Computing Conditional Shapley Values Using Tabular Foundation Models
Lars Henry Berge Olsen, Dennis Christensen
TL;DR
This work tackles the computational bottleneck of computing conditional Shapley values in explainable AI by leveraging TabPFN, a tabular foundation model that uses in‑context learning to approximate conditional expectations without retraining. It evaluates two regression paradigms—separate regression and surrogate regression—within both TabPFN variants and traditional baselines on simulated Gaussian data and five real datasets, using metrics like MAE and $\operatorname{MSE}_v$ to assess accuracy and runtime. The results show that TabPFN often yields the best or near‑best accuracy, especially for smooth predictive functions, while delivering substantial speedups; surrogate approaches are generally weaker due to missingness patterns not captured in pretraining. The findings underscore the potential of tabular foundation models for scalable, model‑agnostic Shapley value estimation and point to future directions such as pretraining on data with realistic missingness patterns and expanding context sizes. Overall, the paper demonstrates that TabPFN is a competitive and efficient tool for conditional Shapley value estimation in tabular settings, with clear guidance on when to favor separate versus surrogate regression configurations.
Abstract
Shapley values have become a cornerstone of explainable AI, but they are computationally expensive to use, especially when features are dependent. Evaluating them requires approximating a large number of conditional expectations, either via Monte Carlo integration or regression. Until recently it has not been possible to fully exploit deep learning for the regression approach, because retraining for each conditional expectation takes too long. Tabular foundation models such as TabPFN overcome this computational hurdle by leveraging in-context learning, so each conditional expectation can be approximated without any re-training.

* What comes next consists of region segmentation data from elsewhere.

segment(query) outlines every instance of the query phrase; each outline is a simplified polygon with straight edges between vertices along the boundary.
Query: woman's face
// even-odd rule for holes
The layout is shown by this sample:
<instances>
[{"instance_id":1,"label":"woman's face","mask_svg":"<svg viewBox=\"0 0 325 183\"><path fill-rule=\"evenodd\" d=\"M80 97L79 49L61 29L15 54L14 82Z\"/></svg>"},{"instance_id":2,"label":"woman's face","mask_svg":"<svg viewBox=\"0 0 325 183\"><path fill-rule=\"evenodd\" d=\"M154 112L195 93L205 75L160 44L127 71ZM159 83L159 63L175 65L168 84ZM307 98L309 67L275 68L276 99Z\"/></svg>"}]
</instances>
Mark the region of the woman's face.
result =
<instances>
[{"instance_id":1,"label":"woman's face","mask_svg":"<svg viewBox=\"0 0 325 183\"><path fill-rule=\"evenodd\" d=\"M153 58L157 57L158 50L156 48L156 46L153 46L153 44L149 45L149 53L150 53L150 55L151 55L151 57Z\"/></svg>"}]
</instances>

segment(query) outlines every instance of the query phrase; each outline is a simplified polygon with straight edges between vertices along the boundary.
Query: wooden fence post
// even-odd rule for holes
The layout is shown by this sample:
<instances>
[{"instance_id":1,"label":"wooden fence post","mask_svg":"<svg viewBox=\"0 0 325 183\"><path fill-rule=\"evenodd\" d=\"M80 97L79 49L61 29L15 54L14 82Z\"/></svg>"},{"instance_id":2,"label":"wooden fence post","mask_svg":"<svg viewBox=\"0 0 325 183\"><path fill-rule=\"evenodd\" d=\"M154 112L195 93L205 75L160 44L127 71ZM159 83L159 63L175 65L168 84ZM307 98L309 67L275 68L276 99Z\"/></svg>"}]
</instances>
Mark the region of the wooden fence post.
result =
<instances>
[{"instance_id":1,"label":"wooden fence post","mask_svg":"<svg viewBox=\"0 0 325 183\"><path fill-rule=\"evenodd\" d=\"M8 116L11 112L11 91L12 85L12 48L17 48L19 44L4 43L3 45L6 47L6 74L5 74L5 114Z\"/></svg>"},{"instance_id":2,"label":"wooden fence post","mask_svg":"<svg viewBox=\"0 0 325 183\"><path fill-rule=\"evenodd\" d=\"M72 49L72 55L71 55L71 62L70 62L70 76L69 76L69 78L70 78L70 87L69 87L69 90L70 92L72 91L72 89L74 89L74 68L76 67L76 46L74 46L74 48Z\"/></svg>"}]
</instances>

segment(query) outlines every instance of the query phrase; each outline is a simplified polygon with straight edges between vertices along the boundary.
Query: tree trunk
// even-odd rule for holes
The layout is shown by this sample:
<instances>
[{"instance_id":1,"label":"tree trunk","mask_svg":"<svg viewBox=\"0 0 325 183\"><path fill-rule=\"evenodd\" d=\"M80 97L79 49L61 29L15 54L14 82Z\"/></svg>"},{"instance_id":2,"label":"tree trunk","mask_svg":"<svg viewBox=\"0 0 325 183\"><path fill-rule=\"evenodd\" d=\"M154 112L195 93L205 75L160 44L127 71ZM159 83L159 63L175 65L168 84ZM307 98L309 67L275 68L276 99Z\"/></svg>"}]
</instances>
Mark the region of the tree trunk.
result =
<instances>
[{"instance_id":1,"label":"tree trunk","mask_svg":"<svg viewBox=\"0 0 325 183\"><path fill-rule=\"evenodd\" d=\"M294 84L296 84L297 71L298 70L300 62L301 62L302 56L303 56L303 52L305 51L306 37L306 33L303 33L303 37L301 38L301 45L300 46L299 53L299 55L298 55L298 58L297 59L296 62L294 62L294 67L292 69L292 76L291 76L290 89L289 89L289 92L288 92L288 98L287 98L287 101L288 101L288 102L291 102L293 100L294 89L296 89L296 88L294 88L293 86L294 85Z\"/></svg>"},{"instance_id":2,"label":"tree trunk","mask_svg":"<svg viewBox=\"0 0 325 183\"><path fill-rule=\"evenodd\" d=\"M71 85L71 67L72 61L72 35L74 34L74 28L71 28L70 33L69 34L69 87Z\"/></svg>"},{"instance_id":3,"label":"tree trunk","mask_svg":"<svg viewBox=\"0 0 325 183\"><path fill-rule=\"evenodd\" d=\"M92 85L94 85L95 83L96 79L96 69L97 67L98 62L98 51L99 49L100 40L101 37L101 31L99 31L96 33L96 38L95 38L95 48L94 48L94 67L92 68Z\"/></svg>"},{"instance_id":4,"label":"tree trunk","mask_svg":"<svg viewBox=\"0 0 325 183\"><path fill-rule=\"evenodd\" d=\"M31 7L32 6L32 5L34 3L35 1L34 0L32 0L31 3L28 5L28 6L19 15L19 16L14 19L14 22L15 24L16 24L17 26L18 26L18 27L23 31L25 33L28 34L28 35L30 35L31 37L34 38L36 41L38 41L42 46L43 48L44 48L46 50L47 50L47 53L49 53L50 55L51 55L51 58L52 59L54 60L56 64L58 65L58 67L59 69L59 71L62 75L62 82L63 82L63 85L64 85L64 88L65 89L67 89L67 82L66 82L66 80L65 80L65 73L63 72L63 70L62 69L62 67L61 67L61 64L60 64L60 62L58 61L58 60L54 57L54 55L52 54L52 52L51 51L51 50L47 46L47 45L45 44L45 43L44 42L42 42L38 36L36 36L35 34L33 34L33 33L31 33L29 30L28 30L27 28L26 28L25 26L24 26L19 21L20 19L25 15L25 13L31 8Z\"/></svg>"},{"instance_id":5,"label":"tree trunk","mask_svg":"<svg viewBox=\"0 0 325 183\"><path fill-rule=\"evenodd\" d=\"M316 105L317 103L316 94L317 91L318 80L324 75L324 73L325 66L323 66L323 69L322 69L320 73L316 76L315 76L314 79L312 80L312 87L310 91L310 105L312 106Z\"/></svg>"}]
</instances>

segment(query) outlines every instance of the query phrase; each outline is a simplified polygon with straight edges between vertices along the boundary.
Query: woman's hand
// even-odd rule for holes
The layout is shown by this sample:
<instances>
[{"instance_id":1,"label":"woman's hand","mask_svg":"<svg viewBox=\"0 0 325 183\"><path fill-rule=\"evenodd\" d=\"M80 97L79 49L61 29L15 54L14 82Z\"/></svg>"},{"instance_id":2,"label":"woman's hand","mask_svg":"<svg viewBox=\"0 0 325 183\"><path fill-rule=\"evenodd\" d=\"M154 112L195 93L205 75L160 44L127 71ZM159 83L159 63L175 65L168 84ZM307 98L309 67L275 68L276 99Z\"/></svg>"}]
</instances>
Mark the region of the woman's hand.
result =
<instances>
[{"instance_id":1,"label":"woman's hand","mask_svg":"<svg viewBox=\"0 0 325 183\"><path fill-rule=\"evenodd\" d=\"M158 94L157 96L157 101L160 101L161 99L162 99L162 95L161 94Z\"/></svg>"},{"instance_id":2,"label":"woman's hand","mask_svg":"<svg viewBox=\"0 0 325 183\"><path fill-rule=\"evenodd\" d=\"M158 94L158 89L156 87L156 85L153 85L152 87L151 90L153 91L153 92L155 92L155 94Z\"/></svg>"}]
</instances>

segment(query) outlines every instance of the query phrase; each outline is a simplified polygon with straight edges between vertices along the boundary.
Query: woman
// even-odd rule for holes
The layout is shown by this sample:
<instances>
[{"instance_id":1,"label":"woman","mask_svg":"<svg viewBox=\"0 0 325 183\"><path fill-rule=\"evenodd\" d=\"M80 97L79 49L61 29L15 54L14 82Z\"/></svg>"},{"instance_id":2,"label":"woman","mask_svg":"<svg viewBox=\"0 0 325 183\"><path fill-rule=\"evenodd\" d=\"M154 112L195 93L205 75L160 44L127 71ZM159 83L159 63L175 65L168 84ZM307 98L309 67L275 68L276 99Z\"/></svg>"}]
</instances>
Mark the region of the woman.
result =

In this paper, we compute Shapley values with multiple variants of TabPFN and compare their performance with state-of-the-art methods on both simulated and real datasets. In most cases, TabPFN yields the best performance; where it does not, it is only marginally worse than the best method, at a fraction of the runtime. We discuss further improvements and how tabular foundation models can be better adapted specifically for conditional Shapley value estimation.